Fit multiple ARIMA(p,d,q) specifications to Brent oil returns and display AIC values in a heatmap to identify the best model.

In [None]:
import numpy as np
import pandas as pd
import matplotlib.pyplot as plt
import warnings
warnings.filterwarnings('ignore')

plt.rcParams.update({
    'figure.facecolor': 'none',
    'axes.facecolor': 'none',
    'savefig.facecolor': 'none',
    'savefig.transparent': True,
    'axes.grid': False,
    'axes.spines.top': False,
    'axes.spines.right': False,
    'font.size': 11,
    'figure.figsize': (12, 6),
})

COLORS = {
    'blue': '#1A3A6E', 'red': '#CD0000', 'green': '#2E7D32',
    'orange': '#E67E22', 'purple': '#8E44AD', 'gray': '#808080',
    'cyan': '#00BCD4', 'amber': '#B5853F'
}

def save_fig(fig, name):
    fig.savefig(name, bbox_inches='tight', transparent=True, dpi=300)
    print(f"Saved: {name}")


In [None]:
import yfinance as yf

def fetch(ticker, start='2020-01-01', end='2025-12-31'):
    d = yf.download(ticker, start=start, end=end, progress=False)
    if isinstance(d.columns, pd.MultiIndex):
        return d['Close'].squeeze().dropna()
    return d['Close'].dropna()


In [None]:
from statsmodels.tsa.arima.model import ARIMA
import itertools

brent = fetch('BZ=F')
log_ret = np.log(brent / brent.shift(1)).dropna()

p_range = range(0, 4)
d_range = range(0, 2)
q_range = range(0, 4)

results = []
for p, d, q in itertools.product(p_range, d_range, q_range):
    try:
        model = ARIMA(log_ret, order=(p, d, q))
        fit = model.fit()
        results.append({'p': p, 'd': d, 'q': q,
                        'AIC': fit.aic, 'BIC': fit.bic})
    except Exception:
        results.append({'p': p, 'd': d, 'q': q,
                        'AIC': np.nan, 'BIC': np.nan})

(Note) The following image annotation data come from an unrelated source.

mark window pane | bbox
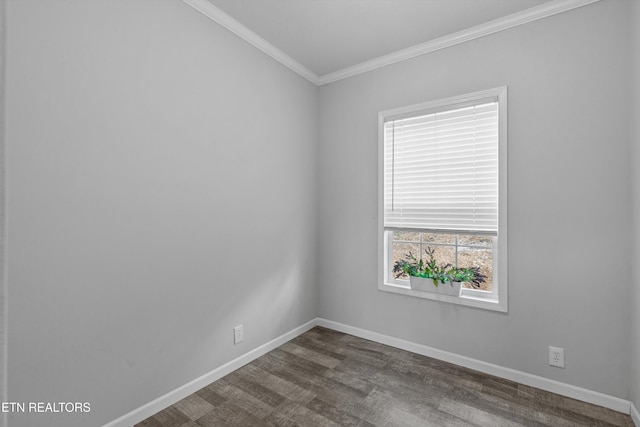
[391,242,420,280]
[458,234,493,248]
[393,231,420,242]
[422,245,456,267]
[458,246,493,291]
[422,233,456,245]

df_res = pd.DataFrame(results)
print(f"Tested {len(df_res)} model specifications")
print()

# Best models
best_aic = df_res.loc[df_res['AIC'].idxmin()]
best_bic = df_res.loc[df_res['BIC'].idxmin()]
print(f"Best AIC: ARIMA({int(best_aic.p)},{int(best_aic.d)},{int(best_aic.q)}) = {best_aic.AIC:.2f}")
print(f"Best BIC: ARIMA({int(best_bic.p)},{int(best_bic.d)},{int(best_bic.q)}) = {best_bic.BIC:.2f}")


In [None]:
# Heatmaps for d=0 and d=1
fig, axes = plt.subplots(1, 2, figsize=(14, 6))

for idx, d_val in enumerate([0, 1]):
    subset = df_res[df_res['d'] == d_val].copy()
    pivot = subset.pivot_table(index='p', columns='q', values='AIC')

    im = axes[idx].imshow(pivot.values, cmap='RdYlGn_r', aspect='auto')
    axes[idx].set_xticks(range(len(pivot.columns)))
    axes[idx].set_xticklabels(pivot.columns.astype(int))
    axes[idx].set_yticks(range(len(pivot.index)))
    axes[idx].set_yticklabels(pivot.index.astype(int))
    axes[idx].set_xlabel('q (MA order)')
    axes[idx].set_ylabel('p (AR order)')
    axes[idx].set_title(f'AIC Heatmap — d = {d_val}', fontweight='bold')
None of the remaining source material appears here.